Elle avait des larmes plein le corps. Quand on la secouait, il en pleuvait de partout.

Elle avait des courants d’air plein la tête. Ça lui rafraîchissait les idées disait-elle.

Qu’on lui parle d’art, elle racontait :

- Chez nous, on ne dit pas trop ce mot-là, on dit plutôt du lard ou du cochon.

- Chez nous, les expositions, on n y va pas.

- On a les torchons avec des images de calendrier sur le fil ou les mouches collées sur la plaquette ou encore la Vénus de Milo en plâtre sur la télévision, l’Angélus de Millet sur le papier peint à fleurs de la salle à manger.

Elle avait des larmes plein le corps.

Quand on la secouait, on était tout mouillé.

Qu’on lui parle de politique, elle répondait :

- La politique, c’est comme les ascenseurs, pour monter faut bien qu’y en ait un qui descende à ton étage, mais va savoir pourquoi, y sont tous en panne !

Elle en avait plein le dos, disait-elle, quand on la secouait, elle tanguait comme un bateau.

« CONTEMPORAIN », elle disait qu’elle ne savait même pas ce que cela voulait dire, elle ne savait même pas pour qui elle pourrait être contente.

- Je ne suis contente pour personne moi !

Elle avait tellement de larmes, c’est la goutte d’eau qui a fait déborder le vase.

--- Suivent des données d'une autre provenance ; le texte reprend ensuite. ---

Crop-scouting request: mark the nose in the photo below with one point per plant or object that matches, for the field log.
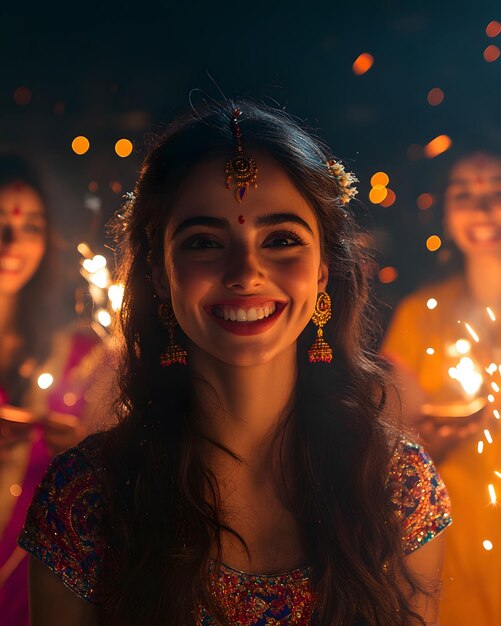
(244, 270)
(6, 234)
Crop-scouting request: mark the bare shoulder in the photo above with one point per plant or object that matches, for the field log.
(52, 603)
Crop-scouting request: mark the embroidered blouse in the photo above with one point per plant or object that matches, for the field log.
(64, 530)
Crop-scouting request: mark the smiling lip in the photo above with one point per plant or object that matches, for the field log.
(246, 328)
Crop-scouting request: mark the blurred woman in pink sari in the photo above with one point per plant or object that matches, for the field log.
(44, 368)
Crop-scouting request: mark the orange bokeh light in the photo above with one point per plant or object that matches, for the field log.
(123, 147)
(363, 63)
(377, 194)
(380, 178)
(80, 145)
(390, 198)
(425, 201)
(491, 53)
(435, 96)
(437, 146)
(493, 29)
(387, 275)
(433, 243)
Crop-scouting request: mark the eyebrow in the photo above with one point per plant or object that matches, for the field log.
(271, 219)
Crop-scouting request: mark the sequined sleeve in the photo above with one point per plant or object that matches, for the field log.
(418, 495)
(64, 524)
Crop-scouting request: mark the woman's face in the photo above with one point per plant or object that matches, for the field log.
(243, 278)
(22, 236)
(473, 206)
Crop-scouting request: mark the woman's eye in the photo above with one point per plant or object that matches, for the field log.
(284, 240)
(33, 229)
(201, 243)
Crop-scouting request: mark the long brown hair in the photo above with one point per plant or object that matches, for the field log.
(163, 521)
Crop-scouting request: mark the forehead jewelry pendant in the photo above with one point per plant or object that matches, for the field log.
(241, 170)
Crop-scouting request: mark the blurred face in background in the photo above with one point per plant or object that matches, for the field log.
(473, 206)
(22, 236)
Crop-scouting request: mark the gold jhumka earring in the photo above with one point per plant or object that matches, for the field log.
(174, 353)
(320, 351)
(241, 169)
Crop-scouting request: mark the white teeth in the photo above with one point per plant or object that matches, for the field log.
(251, 314)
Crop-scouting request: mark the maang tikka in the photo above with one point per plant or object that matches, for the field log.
(320, 351)
(241, 170)
(174, 353)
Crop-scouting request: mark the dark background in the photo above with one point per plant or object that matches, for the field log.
(110, 71)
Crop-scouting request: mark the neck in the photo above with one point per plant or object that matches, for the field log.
(8, 307)
(243, 407)
(483, 277)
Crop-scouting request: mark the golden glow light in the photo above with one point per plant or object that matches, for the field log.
(425, 201)
(491, 53)
(380, 178)
(45, 380)
(123, 148)
(472, 332)
(80, 145)
(493, 29)
(103, 317)
(377, 194)
(115, 294)
(390, 198)
(435, 96)
(387, 275)
(433, 243)
(363, 63)
(492, 494)
(437, 146)
(463, 346)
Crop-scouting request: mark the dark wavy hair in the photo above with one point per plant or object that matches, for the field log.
(165, 512)
(36, 317)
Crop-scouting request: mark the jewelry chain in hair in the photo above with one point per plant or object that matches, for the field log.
(241, 170)
(346, 180)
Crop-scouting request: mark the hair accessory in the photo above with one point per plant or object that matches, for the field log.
(320, 351)
(241, 169)
(174, 353)
(344, 179)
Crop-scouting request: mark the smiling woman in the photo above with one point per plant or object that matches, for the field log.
(39, 361)
(257, 475)
(451, 415)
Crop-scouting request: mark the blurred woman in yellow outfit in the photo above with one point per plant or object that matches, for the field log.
(445, 386)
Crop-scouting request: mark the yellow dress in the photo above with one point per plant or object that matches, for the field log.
(424, 340)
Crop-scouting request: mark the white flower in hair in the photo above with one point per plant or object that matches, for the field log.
(346, 180)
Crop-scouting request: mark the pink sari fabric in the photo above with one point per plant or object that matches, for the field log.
(14, 609)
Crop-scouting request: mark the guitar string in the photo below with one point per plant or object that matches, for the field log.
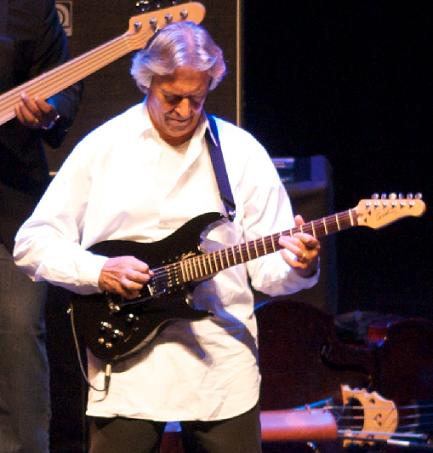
(45, 83)
(128, 41)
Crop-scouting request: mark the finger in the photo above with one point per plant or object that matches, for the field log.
(26, 112)
(46, 111)
(299, 220)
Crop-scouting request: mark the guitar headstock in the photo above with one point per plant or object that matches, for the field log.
(380, 211)
(143, 26)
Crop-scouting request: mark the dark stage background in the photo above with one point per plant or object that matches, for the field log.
(353, 81)
(349, 81)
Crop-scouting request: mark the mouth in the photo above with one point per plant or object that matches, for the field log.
(179, 123)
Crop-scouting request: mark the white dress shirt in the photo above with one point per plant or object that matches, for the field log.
(123, 182)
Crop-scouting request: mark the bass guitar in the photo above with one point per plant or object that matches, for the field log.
(113, 327)
(141, 28)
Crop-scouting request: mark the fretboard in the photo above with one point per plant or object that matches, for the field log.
(202, 266)
(61, 77)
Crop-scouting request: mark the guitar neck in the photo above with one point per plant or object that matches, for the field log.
(61, 77)
(141, 28)
(208, 264)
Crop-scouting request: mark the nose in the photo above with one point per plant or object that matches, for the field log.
(183, 108)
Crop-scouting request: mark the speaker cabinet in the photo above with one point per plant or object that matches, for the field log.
(111, 90)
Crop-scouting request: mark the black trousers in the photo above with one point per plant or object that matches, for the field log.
(239, 434)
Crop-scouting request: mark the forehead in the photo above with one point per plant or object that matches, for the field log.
(184, 80)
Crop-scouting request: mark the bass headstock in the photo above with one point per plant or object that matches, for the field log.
(156, 15)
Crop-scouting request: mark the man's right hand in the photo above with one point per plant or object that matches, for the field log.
(124, 275)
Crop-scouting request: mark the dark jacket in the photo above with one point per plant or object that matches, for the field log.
(31, 41)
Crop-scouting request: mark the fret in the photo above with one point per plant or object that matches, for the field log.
(221, 259)
(188, 276)
(273, 243)
(209, 263)
(212, 259)
(351, 218)
(200, 262)
(337, 220)
(255, 248)
(325, 225)
(265, 252)
(194, 272)
(313, 230)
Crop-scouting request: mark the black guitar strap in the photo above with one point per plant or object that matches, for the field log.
(219, 167)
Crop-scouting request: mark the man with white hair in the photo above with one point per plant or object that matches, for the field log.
(140, 177)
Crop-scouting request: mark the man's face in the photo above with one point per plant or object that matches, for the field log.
(175, 103)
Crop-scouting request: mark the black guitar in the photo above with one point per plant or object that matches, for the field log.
(114, 328)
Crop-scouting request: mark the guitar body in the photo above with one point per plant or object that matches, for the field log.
(113, 327)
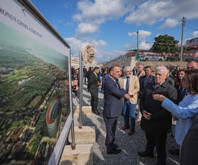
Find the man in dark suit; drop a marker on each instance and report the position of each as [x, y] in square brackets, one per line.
[156, 121]
[93, 89]
[112, 107]
[146, 80]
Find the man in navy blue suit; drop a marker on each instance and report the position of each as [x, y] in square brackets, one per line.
[113, 95]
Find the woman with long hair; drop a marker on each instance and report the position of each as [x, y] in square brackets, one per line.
[187, 108]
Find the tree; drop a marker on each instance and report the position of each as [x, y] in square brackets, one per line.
[165, 43]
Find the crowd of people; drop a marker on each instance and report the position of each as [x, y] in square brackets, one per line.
[156, 100]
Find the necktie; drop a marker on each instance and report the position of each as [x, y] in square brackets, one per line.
[127, 85]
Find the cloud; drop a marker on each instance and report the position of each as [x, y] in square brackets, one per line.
[195, 34]
[169, 23]
[152, 11]
[98, 12]
[142, 34]
[142, 40]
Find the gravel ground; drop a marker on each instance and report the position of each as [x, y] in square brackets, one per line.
[130, 145]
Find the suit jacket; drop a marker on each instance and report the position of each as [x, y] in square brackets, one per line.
[112, 98]
[134, 87]
[161, 119]
[142, 73]
[92, 82]
[151, 80]
[189, 154]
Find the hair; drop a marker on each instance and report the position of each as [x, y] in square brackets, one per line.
[162, 68]
[112, 67]
[96, 68]
[193, 61]
[127, 67]
[177, 80]
[192, 76]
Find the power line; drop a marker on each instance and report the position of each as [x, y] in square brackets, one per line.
[193, 28]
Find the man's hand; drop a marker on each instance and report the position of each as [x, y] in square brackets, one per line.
[158, 97]
[127, 96]
[146, 115]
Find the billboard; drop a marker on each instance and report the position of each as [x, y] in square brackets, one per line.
[34, 92]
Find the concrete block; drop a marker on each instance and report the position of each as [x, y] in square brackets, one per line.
[86, 111]
[85, 135]
[83, 154]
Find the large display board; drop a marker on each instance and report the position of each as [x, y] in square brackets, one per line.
[34, 92]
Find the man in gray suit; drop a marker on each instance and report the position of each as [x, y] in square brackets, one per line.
[113, 107]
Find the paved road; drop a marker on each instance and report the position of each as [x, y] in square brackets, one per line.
[130, 145]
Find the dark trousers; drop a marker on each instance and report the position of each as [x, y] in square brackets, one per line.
[158, 140]
[94, 100]
[111, 124]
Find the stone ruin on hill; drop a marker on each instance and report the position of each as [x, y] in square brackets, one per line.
[88, 54]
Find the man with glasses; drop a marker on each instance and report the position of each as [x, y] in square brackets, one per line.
[131, 84]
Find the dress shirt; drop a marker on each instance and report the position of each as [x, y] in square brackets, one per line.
[125, 80]
[185, 112]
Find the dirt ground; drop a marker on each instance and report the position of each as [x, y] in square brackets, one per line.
[170, 64]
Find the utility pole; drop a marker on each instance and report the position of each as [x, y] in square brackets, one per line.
[137, 53]
[183, 24]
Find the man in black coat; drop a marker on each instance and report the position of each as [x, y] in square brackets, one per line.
[156, 121]
[85, 74]
[113, 107]
[93, 89]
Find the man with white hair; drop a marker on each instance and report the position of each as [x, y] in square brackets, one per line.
[156, 121]
[140, 69]
[131, 84]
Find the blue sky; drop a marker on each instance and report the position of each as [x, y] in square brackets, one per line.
[111, 25]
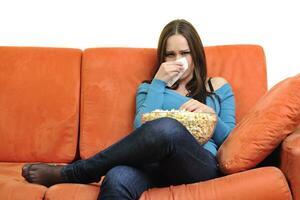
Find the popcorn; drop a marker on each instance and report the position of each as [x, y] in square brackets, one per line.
[200, 124]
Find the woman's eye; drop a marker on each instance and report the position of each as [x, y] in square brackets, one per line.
[169, 55]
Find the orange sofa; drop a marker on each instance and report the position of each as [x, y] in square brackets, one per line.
[60, 104]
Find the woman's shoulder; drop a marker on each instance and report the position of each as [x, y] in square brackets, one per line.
[217, 83]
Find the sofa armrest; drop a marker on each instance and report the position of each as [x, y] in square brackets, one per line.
[290, 162]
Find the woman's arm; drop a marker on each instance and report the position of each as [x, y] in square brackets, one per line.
[226, 116]
[148, 98]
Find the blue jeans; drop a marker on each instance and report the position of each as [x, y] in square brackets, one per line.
[160, 153]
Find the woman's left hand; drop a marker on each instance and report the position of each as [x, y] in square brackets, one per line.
[195, 106]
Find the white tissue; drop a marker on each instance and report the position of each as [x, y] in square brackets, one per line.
[185, 67]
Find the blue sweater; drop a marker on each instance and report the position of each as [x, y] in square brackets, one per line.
[156, 96]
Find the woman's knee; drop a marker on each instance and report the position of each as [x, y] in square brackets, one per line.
[124, 182]
[165, 128]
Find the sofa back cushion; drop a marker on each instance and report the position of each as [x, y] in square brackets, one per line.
[39, 103]
[110, 77]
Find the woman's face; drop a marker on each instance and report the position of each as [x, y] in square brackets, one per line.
[177, 47]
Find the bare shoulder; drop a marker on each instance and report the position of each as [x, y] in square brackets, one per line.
[218, 82]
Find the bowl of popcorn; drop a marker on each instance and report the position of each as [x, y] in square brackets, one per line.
[200, 124]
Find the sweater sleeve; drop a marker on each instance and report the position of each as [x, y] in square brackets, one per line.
[226, 116]
[149, 98]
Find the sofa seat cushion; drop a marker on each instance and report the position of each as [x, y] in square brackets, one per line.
[276, 115]
[14, 187]
[39, 104]
[73, 191]
[259, 184]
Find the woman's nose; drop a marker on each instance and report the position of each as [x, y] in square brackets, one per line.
[178, 56]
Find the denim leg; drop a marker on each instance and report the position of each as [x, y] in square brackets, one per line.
[124, 182]
[164, 140]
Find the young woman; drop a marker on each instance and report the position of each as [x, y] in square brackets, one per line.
[161, 152]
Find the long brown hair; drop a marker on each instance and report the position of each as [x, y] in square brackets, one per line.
[196, 86]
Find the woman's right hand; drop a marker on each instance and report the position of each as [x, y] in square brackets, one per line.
[168, 70]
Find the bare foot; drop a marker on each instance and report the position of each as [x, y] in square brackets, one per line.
[43, 174]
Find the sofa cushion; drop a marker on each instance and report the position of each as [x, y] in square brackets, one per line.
[110, 78]
[276, 115]
[73, 191]
[39, 103]
[13, 186]
[259, 184]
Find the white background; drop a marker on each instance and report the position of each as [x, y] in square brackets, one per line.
[137, 23]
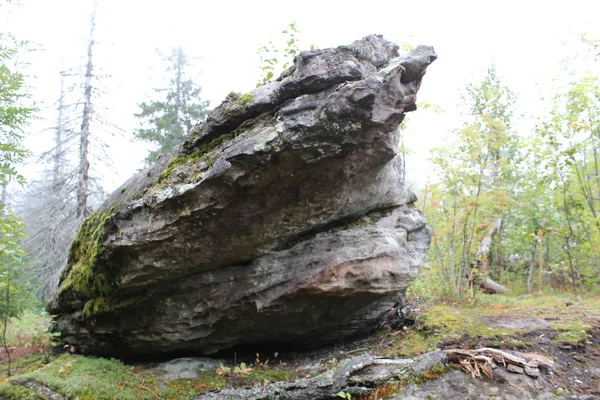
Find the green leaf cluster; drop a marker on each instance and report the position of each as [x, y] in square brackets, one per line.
[168, 120]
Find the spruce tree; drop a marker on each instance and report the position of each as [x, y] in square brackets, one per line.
[167, 121]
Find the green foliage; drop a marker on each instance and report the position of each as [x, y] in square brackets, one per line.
[477, 183]
[15, 111]
[278, 55]
[15, 115]
[84, 276]
[344, 395]
[91, 378]
[167, 122]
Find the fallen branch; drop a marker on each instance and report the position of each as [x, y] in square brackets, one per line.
[359, 375]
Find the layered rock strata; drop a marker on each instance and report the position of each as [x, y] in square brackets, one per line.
[283, 218]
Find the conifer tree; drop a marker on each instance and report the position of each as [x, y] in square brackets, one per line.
[167, 121]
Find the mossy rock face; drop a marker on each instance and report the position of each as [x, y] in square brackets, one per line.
[285, 206]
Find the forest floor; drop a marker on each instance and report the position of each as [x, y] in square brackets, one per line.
[563, 328]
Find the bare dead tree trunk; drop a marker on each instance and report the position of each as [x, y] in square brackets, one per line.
[482, 257]
[6, 319]
[58, 136]
[84, 162]
[482, 260]
[541, 259]
[531, 268]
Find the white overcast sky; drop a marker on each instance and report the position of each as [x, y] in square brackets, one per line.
[524, 38]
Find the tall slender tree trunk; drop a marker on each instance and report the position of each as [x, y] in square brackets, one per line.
[531, 268]
[541, 259]
[84, 162]
[58, 137]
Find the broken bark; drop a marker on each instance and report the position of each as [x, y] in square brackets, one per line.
[359, 376]
[482, 260]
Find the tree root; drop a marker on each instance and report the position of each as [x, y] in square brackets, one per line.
[358, 376]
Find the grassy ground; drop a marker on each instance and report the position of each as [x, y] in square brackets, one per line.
[562, 327]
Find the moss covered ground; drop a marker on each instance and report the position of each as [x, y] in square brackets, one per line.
[562, 327]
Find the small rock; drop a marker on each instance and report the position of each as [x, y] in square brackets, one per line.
[516, 369]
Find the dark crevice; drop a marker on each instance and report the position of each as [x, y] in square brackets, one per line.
[338, 224]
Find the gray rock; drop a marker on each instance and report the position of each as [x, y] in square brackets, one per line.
[458, 385]
[283, 218]
[185, 368]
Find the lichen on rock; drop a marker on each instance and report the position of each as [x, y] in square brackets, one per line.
[282, 218]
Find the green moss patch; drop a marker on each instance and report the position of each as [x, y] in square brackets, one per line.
[245, 99]
[83, 276]
[206, 148]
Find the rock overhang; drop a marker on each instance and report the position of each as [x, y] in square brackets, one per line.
[285, 207]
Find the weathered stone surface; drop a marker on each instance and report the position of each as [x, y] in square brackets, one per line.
[283, 218]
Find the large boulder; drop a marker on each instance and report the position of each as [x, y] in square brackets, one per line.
[283, 218]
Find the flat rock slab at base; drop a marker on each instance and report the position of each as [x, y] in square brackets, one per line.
[520, 323]
[282, 218]
[185, 368]
[458, 385]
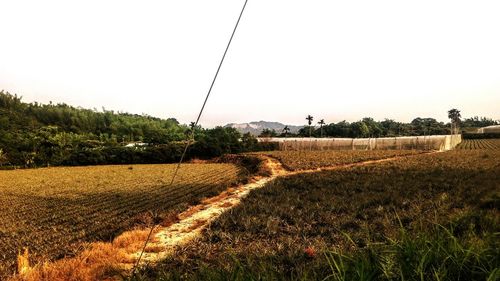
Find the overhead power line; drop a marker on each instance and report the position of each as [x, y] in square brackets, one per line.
[195, 124]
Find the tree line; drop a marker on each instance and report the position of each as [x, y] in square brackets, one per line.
[368, 127]
[34, 135]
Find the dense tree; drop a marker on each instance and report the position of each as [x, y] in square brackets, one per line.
[454, 115]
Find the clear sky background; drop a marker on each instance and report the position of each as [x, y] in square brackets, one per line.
[332, 59]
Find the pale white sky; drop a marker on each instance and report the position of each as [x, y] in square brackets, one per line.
[332, 59]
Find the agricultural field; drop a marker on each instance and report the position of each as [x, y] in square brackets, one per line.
[472, 144]
[304, 160]
[426, 217]
[55, 211]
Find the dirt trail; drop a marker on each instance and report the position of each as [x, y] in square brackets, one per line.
[125, 250]
[194, 220]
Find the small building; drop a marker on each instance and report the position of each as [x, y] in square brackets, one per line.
[489, 129]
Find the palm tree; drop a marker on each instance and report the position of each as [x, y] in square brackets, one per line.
[309, 119]
[454, 115]
[321, 123]
[286, 130]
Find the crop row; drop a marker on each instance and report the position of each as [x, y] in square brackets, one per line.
[472, 144]
[53, 211]
[284, 230]
[303, 160]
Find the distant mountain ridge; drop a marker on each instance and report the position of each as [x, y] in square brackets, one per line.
[255, 128]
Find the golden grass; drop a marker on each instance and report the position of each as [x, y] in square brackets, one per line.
[54, 211]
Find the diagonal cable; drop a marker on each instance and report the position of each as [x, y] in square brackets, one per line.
[191, 136]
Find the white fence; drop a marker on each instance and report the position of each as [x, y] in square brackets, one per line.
[440, 143]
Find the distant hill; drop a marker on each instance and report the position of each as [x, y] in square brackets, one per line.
[255, 128]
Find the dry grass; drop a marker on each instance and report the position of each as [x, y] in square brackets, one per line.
[54, 211]
[491, 144]
[283, 230]
[305, 160]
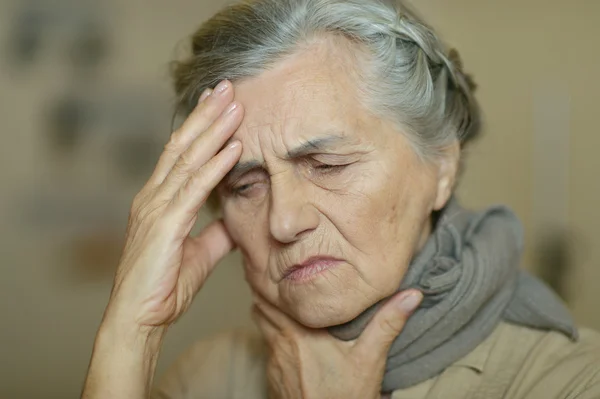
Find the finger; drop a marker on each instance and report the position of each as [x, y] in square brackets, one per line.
[209, 247]
[388, 323]
[203, 149]
[193, 193]
[210, 105]
[267, 329]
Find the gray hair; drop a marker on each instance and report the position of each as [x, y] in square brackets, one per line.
[410, 77]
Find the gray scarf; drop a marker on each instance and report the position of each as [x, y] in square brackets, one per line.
[468, 273]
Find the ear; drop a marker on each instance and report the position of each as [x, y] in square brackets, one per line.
[448, 164]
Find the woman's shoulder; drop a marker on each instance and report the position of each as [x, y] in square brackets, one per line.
[550, 365]
[227, 365]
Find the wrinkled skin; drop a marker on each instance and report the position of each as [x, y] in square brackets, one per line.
[361, 194]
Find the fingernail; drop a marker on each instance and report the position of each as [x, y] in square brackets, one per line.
[232, 146]
[205, 94]
[232, 107]
[410, 302]
[222, 87]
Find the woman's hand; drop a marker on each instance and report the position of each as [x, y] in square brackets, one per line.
[311, 364]
[162, 267]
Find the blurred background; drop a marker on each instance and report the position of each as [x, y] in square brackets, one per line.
[86, 106]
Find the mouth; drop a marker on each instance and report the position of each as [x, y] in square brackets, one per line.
[310, 268]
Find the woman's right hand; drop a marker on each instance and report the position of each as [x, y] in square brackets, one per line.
[162, 267]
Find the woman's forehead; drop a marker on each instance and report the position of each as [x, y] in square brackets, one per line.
[295, 102]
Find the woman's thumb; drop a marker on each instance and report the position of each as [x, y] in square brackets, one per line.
[389, 322]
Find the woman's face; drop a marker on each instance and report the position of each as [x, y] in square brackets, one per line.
[328, 203]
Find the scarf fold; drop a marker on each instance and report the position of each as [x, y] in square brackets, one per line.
[468, 272]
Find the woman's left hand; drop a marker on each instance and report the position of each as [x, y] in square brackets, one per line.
[311, 364]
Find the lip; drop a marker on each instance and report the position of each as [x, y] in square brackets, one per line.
[310, 268]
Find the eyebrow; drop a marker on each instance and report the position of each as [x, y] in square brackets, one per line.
[310, 146]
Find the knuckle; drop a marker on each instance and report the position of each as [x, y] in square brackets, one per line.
[185, 163]
[391, 327]
[174, 142]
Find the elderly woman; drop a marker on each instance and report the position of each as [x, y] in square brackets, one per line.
[329, 135]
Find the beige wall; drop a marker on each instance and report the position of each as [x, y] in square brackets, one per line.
[514, 48]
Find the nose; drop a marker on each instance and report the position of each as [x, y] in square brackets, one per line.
[291, 211]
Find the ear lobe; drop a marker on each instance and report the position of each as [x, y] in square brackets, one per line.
[447, 172]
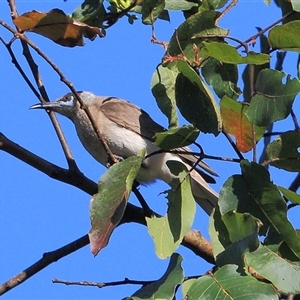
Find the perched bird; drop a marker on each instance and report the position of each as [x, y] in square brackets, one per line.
[127, 130]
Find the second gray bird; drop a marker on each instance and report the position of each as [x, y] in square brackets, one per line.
[127, 130]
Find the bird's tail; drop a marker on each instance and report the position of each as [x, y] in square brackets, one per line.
[204, 195]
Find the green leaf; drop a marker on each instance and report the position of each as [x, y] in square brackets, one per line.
[186, 286]
[234, 196]
[176, 138]
[284, 151]
[165, 287]
[162, 86]
[270, 202]
[168, 231]
[222, 77]
[251, 71]
[151, 9]
[218, 233]
[234, 115]
[179, 5]
[195, 101]
[286, 8]
[228, 283]
[194, 30]
[91, 12]
[290, 195]
[240, 226]
[213, 4]
[295, 5]
[228, 54]
[285, 37]
[108, 205]
[243, 236]
[283, 274]
[273, 99]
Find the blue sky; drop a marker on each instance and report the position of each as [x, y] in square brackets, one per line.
[39, 214]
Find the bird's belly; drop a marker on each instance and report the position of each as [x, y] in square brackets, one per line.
[125, 143]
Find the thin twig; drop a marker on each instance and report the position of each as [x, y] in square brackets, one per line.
[238, 152]
[255, 36]
[294, 118]
[103, 284]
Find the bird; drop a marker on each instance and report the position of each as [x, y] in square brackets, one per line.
[127, 129]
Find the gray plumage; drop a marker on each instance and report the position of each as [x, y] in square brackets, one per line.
[127, 130]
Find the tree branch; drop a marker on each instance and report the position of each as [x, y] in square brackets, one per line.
[193, 239]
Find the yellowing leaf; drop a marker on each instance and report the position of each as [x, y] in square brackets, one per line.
[236, 123]
[57, 26]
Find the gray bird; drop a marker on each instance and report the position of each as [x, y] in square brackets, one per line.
[127, 130]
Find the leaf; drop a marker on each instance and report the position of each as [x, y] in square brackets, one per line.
[251, 71]
[228, 283]
[234, 115]
[270, 203]
[284, 151]
[176, 138]
[273, 99]
[213, 4]
[108, 205]
[91, 12]
[290, 195]
[287, 9]
[222, 77]
[285, 37]
[151, 9]
[218, 232]
[162, 86]
[228, 54]
[242, 230]
[57, 26]
[295, 5]
[168, 231]
[193, 31]
[179, 5]
[165, 287]
[195, 101]
[283, 274]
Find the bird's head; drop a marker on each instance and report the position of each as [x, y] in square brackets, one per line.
[66, 105]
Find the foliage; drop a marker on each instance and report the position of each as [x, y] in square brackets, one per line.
[255, 248]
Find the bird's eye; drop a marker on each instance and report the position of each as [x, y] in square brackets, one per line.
[68, 97]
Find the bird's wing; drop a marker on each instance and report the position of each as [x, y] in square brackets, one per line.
[131, 117]
[137, 120]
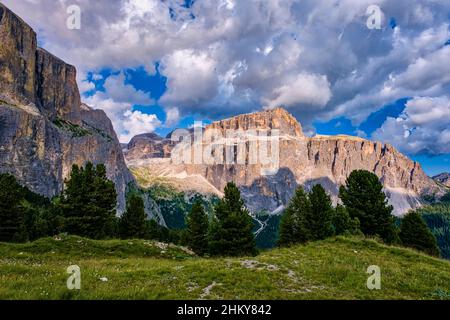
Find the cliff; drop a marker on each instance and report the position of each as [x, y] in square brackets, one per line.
[44, 127]
[306, 161]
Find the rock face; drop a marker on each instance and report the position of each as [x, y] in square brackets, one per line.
[148, 146]
[328, 160]
[44, 127]
[443, 178]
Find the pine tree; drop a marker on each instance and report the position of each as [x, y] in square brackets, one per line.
[293, 226]
[322, 213]
[12, 219]
[231, 230]
[343, 224]
[88, 202]
[414, 233]
[197, 229]
[364, 199]
[133, 223]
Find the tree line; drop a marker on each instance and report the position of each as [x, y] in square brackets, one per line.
[365, 210]
[87, 207]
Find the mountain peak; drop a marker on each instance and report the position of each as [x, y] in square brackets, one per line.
[278, 118]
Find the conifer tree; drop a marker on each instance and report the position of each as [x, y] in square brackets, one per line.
[364, 199]
[343, 224]
[293, 226]
[197, 229]
[88, 202]
[12, 224]
[231, 230]
[133, 223]
[319, 221]
[414, 233]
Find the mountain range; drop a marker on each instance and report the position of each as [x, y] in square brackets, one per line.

Elle découpait des bouts de journaux, elle les tressait, les collait, les coloriait avec les feutres de ses enfants.

Elle avait des larmes plein les oreilles, quand elle se taisait, on entendait la mer.

Elle n’osait pas punaiser ses œuvres au mur, à côté de l'angélus ou du puzzle cinq cents pièces de son mari. Plus cela venait, plus elle lisait ce qu’elle découpait, disait elle, faisant attention à ne pas couper certaines phrases.

Elle les soulignait selon leur importance, de différentes couleurs.

Elle ne savait plus quoi faire de ses arlequines de papier.

Un jour, un de ses gamins l’a raconté à l’instituteur, puis c’est venu aux oreilles du maire, puis, -Ya un marchand bien intentionné qu’est venu – la rencontrer.

Ça lui picotait les yeux, ça lui faisait des poches toutes rouges tellement elle ne pouvait plus retenir ses larmes.

Quand ce type lui a expliqué en gros qu’elle faisait partie sans le savoir d’un mouvement contemporain dénommé « art brut », qu’un autre type qui s’appelait BOURDIEU disait « d’elle » que l’art brut était « non cultivé »…. « À la façon d’un Iliade écrit par un singe dactylographe » !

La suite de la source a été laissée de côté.